В 1876 году в Филадельфии и Рединге готовились к судебному преследованию "Молли Магуайерс". Молли" были ирландскими шахтерами, салунщиками и другими людьми, связанными с шахтерами, которых обвиняли в проведении кампании террора против владельцев шахт, в основном контролируемых
Филадельфия и Рединг", которая была создана компанией "Рединг Рейлроуд". Рединг симбиотически объединил в одной компании уголь, железо и железные дороги, необходимые для двигателя Корлисса.

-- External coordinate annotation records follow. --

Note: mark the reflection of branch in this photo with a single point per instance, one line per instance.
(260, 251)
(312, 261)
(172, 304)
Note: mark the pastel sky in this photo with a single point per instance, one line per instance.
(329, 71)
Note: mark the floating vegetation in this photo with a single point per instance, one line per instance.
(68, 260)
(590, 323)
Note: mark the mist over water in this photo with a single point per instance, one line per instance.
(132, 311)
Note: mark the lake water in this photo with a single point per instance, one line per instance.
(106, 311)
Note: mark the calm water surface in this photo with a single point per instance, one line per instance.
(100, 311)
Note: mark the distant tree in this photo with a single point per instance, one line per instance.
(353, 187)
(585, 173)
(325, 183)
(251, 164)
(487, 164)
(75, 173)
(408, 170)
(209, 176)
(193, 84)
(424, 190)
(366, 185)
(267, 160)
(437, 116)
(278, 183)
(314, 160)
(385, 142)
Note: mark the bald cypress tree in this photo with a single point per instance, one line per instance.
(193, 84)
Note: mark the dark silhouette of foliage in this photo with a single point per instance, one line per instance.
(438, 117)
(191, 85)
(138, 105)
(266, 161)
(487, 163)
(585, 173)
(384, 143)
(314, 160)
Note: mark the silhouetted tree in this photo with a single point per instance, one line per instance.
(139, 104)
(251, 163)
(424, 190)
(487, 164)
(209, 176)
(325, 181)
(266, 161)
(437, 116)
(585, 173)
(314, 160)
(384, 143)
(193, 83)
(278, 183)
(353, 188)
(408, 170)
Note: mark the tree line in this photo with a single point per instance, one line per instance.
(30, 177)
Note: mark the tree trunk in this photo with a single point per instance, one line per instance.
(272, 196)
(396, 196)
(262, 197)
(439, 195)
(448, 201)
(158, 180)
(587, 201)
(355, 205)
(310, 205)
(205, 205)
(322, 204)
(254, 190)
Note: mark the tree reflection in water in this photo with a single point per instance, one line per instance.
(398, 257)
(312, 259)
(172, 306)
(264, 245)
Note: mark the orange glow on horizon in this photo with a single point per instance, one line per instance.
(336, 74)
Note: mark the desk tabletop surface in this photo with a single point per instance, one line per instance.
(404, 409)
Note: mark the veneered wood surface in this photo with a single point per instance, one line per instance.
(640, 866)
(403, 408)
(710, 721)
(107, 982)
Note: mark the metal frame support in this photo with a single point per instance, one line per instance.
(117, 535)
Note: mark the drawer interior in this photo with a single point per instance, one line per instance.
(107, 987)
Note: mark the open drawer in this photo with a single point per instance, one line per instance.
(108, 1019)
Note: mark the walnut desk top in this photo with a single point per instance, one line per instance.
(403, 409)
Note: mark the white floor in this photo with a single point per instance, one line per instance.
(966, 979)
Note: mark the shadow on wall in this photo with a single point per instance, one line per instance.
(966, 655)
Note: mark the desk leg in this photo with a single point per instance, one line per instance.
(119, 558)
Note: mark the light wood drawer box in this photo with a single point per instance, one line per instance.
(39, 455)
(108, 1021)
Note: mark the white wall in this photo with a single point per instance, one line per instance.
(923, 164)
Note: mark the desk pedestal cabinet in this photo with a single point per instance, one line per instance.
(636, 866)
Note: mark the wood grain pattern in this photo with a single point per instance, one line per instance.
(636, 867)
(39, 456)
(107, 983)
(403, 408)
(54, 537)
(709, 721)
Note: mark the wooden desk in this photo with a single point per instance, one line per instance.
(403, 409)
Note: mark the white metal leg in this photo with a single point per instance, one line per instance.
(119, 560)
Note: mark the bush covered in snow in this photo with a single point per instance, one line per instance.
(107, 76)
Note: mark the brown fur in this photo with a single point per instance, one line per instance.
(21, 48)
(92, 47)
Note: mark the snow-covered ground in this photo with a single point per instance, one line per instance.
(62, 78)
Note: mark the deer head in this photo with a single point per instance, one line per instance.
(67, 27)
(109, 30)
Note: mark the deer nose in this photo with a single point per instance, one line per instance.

Уголь и люди, которые его добывали, оказались неразрешимыми. В 1870-х годах древесина давала 73 % неживой энергии в стране, в то время как уголь - 26 %, но в фунте древесины содержалось меньше энергии, чем в угле, и она была более ценной для других целей. В конце века лесозаготовительная промышленность оставалась вторым по величине производителем в стране, а дубы Среднего Запада, висконсинская сосна и калифорнийское красное дерево были гораздо более важны для изготовления железнодорожных шпал, мостов, станций и других зданий, чем для топлива. Распахивая прерии Запада и Среднего Запада, железные дороги стали проводником для древесины, которая шла на юг и запад для строительства новых домов, заборов и амбаров. Потребление угля в 1870-х годах было сосредоточено в тяжелой промышленности и на транспорте, но он был на пути к тому, чтобы стать доминирующим видом топлива в стране. К концу 1870-х годов Соединенные Штаты вступили в эпоху, которую называют палеотехнической: век угля, пара и железа.59
Уголь позволил сконцентрировать в городах фабрики и дома в такой плотности, которую не могли обеспечить органические источники энергии. Благодаря высокому содержанию тепла в антраците фабрики могли работать более эффективно, а рабочие могли сохранять тепло в своих домах.